Paper15. Contrastive Multiview Coding

8 minute read

Contrastive Multiview Coding

출처: Contrastive Multiview Coding
코드: HobbitLong Github

Abstract

Humans view the world through many sensory channels, e.g., the long-wavelength light channel, viewed by the left eye, or the high-frequency vibrations channel, heard by the right ear. Each view is noisy and incomplete, but important factors, such as physics, geometry, and semantics, tend to be shared between all views (e.g., a “dog” can be seen, heard, and felt). We investigate the classic hypothesis that a powerful representation is one that models view-invariant factors. We study this hypothesis under the framework of multiview contrastive learning, where we learn a representation that aims to maximize mutual information between different views of the same scene but is otherwise compact. Our approach scales to any number of views, and is viewagnostic. We analyze key properties of the approach that make it work, finding that the contrastive loss outperforms a popular alternative based on cross-view prediction, and that the more views we learn from, the better the resulting representation captures underlying scene semantics. Our approach achieves state-of-the-art results on image and video unsupervised learning benchmarks. Code is released at: http://github.com/HobbitLong/CMC/.

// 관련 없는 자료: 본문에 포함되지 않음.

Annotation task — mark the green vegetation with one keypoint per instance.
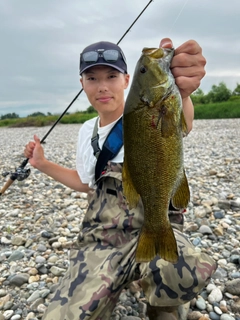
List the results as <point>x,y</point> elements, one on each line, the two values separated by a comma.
<point>218,103</point>
<point>43,120</point>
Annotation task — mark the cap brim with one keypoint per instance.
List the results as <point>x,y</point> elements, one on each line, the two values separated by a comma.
<point>102,64</point>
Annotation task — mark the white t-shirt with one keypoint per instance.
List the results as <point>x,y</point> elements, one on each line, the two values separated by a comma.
<point>86,161</point>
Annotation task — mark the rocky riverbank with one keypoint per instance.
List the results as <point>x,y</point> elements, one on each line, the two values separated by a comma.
<point>39,218</point>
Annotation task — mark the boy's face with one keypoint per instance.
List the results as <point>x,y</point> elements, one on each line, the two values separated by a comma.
<point>104,87</point>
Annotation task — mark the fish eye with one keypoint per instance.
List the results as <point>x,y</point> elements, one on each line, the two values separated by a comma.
<point>143,69</point>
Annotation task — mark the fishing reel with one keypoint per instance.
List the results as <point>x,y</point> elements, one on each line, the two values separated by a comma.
<point>20,174</point>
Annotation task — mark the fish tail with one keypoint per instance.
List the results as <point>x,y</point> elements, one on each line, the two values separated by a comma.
<point>163,243</point>
<point>146,247</point>
<point>168,245</point>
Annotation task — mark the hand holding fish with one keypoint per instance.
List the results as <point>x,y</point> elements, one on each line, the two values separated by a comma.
<point>187,65</point>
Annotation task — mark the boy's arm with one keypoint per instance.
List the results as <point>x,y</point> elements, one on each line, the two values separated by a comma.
<point>188,110</point>
<point>188,69</point>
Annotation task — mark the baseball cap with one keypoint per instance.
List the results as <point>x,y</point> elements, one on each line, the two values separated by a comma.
<point>103,53</point>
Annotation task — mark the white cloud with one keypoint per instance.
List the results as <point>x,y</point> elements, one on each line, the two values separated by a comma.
<point>41,42</point>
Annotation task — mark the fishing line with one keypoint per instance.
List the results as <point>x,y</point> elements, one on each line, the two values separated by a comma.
<point>21,173</point>
<point>180,12</point>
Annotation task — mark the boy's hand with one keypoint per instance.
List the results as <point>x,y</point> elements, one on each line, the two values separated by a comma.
<point>34,152</point>
<point>187,65</point>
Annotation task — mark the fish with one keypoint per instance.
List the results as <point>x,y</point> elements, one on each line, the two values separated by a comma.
<point>153,166</point>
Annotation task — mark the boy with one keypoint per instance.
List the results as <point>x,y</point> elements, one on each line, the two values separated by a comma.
<point>102,261</point>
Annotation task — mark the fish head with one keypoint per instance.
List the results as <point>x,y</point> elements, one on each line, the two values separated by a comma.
<point>152,79</point>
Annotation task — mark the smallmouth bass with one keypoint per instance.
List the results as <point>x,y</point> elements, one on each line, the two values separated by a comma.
<point>153,129</point>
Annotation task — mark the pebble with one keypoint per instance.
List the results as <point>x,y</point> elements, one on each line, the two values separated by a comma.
<point>40,218</point>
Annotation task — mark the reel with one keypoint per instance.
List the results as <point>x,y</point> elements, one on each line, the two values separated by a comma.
<point>20,174</point>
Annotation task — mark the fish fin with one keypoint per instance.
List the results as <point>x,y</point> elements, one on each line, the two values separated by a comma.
<point>184,125</point>
<point>181,196</point>
<point>166,122</point>
<point>128,188</point>
<point>162,243</point>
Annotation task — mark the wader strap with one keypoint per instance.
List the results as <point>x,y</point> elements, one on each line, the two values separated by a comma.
<point>111,146</point>
<point>94,140</point>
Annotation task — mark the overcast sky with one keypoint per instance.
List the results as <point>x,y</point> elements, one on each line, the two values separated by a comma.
<point>41,41</point>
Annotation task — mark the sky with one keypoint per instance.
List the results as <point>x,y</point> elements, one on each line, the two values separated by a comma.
<point>41,42</point>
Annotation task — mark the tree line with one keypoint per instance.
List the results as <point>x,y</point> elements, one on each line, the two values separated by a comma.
<point>218,93</point>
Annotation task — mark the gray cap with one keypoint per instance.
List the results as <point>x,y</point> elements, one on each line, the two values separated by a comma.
<point>92,55</point>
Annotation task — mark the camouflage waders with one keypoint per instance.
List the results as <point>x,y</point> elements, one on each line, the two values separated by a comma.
<point>102,261</point>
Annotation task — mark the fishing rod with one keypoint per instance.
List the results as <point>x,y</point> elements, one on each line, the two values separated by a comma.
<point>21,173</point>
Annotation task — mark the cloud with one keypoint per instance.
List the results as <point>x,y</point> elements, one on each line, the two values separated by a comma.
<point>41,42</point>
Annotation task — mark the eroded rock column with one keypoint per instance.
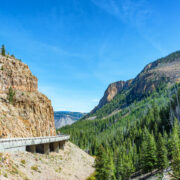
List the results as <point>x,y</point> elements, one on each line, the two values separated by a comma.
<point>56,147</point>
<point>46,148</point>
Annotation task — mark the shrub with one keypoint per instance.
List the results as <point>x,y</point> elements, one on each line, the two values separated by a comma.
<point>11,95</point>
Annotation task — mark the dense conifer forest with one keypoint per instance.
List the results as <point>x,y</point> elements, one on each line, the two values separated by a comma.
<point>142,138</point>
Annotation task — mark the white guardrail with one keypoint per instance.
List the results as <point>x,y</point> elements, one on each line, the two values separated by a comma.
<point>19,142</point>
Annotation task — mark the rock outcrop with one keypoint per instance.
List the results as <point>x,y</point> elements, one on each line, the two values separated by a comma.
<point>63,118</point>
<point>156,75</point>
<point>30,113</point>
<point>112,90</point>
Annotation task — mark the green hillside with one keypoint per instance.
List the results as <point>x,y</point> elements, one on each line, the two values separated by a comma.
<point>144,134</point>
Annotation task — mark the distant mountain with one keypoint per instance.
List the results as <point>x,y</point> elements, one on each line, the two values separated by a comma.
<point>162,72</point>
<point>131,120</point>
<point>63,118</point>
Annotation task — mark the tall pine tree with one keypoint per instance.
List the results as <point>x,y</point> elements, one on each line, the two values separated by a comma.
<point>162,161</point>
<point>3,51</point>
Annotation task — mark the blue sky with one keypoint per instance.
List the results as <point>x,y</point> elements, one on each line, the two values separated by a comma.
<point>77,47</point>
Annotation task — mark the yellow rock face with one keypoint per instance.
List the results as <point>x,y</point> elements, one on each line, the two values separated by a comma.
<point>30,114</point>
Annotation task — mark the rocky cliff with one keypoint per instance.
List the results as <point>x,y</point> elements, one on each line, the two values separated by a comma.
<point>112,90</point>
<point>156,75</point>
<point>24,112</point>
<point>63,118</point>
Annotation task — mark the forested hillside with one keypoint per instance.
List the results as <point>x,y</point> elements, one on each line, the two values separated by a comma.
<point>143,135</point>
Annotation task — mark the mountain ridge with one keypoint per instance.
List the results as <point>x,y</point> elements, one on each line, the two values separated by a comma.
<point>155,75</point>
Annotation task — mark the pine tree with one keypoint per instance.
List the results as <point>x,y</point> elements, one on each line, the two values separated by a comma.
<point>148,152</point>
<point>162,161</point>
<point>3,51</point>
<point>104,165</point>
<point>175,151</point>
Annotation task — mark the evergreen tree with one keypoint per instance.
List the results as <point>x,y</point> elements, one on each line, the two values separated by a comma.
<point>104,165</point>
<point>162,161</point>
<point>175,151</point>
<point>3,51</point>
<point>148,152</point>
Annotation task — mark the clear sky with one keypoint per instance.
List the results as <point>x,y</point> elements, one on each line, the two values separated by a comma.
<point>77,47</point>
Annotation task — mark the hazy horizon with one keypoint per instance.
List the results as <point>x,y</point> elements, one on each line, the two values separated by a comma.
<point>76,48</point>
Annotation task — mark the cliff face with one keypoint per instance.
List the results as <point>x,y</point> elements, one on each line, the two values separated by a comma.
<point>164,71</point>
<point>112,90</point>
<point>30,113</point>
<point>63,118</point>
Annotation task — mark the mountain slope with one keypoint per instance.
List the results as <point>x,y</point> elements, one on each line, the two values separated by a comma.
<point>24,111</point>
<point>156,75</point>
<point>146,110</point>
<point>63,118</point>
<point>70,163</point>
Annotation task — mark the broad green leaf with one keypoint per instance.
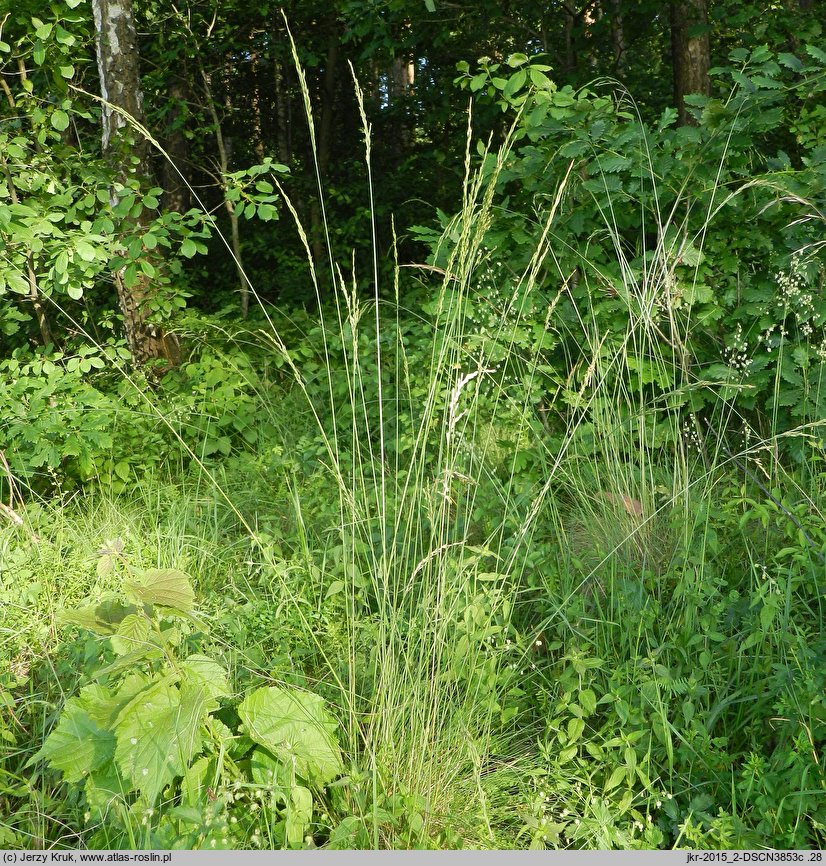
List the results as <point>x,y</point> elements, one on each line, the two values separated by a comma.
<point>575,729</point>
<point>201,670</point>
<point>102,618</point>
<point>158,734</point>
<point>77,746</point>
<point>588,701</point>
<point>86,251</point>
<point>299,815</point>
<point>195,782</point>
<point>167,587</point>
<point>294,726</point>
<point>132,634</point>
<point>103,706</point>
<point>188,248</point>
<point>616,777</point>
<point>59,120</point>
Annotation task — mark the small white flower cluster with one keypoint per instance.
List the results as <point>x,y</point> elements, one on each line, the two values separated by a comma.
<point>796,295</point>
<point>736,355</point>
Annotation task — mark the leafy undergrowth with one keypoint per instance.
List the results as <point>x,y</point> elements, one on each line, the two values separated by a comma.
<point>632,683</point>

Multi-Modality를 사용하는 이유는 다른 논문과 마찬가지로, 서로 다른 Information을 종합하여 좀 더 자세히 Classification이 가능하기 때문이다. 해당 논문에서는 전통적으로 많이 사용하는 cross-view prediction보다 Outperform이 가능한 Contrastive Loss를 적용한 Model을 제시한다.

Introduction

Yet lossless representation might not be what we really want, and indeed it is trivial to achieve – the raw data itself is a lossless representation. What we might instead prefer is to keep the “good” information (signal) and throw away the rest (noise).
For example, a useful representation of images might be a feature space in which it is easy to learn to recognize objects. We therefore evaluate our method by testing if the learned representations transfer well to standard semantic recognition tasks.
Our goal is therefore to learn representations that capture information shared between multiple sensory channels but that are otherwise compact (i.e. discard channel-specific nuisance factors).
Our main contributions are:
• We apply contrastive learning to the multiview setting, attempting to maximize mutual information between representations of different views of the same scene (in particular, between different image channels).
• We extend the framework to learn from more than two views, and show that the quality of the learned representation improves as number of views increase. Ours is the first work to explicitly show the benefits of multiple views on representation quality.
• We conduct controlled experiments to measure the effect of mutual information estimates on representation quality. Our experiments show that the relationship between mutual information and views is a subtle one.
• Our representations rival state of the art on popular benchmarks.
• We demonstrate that the contrastive objective is superior to cross-view prediction.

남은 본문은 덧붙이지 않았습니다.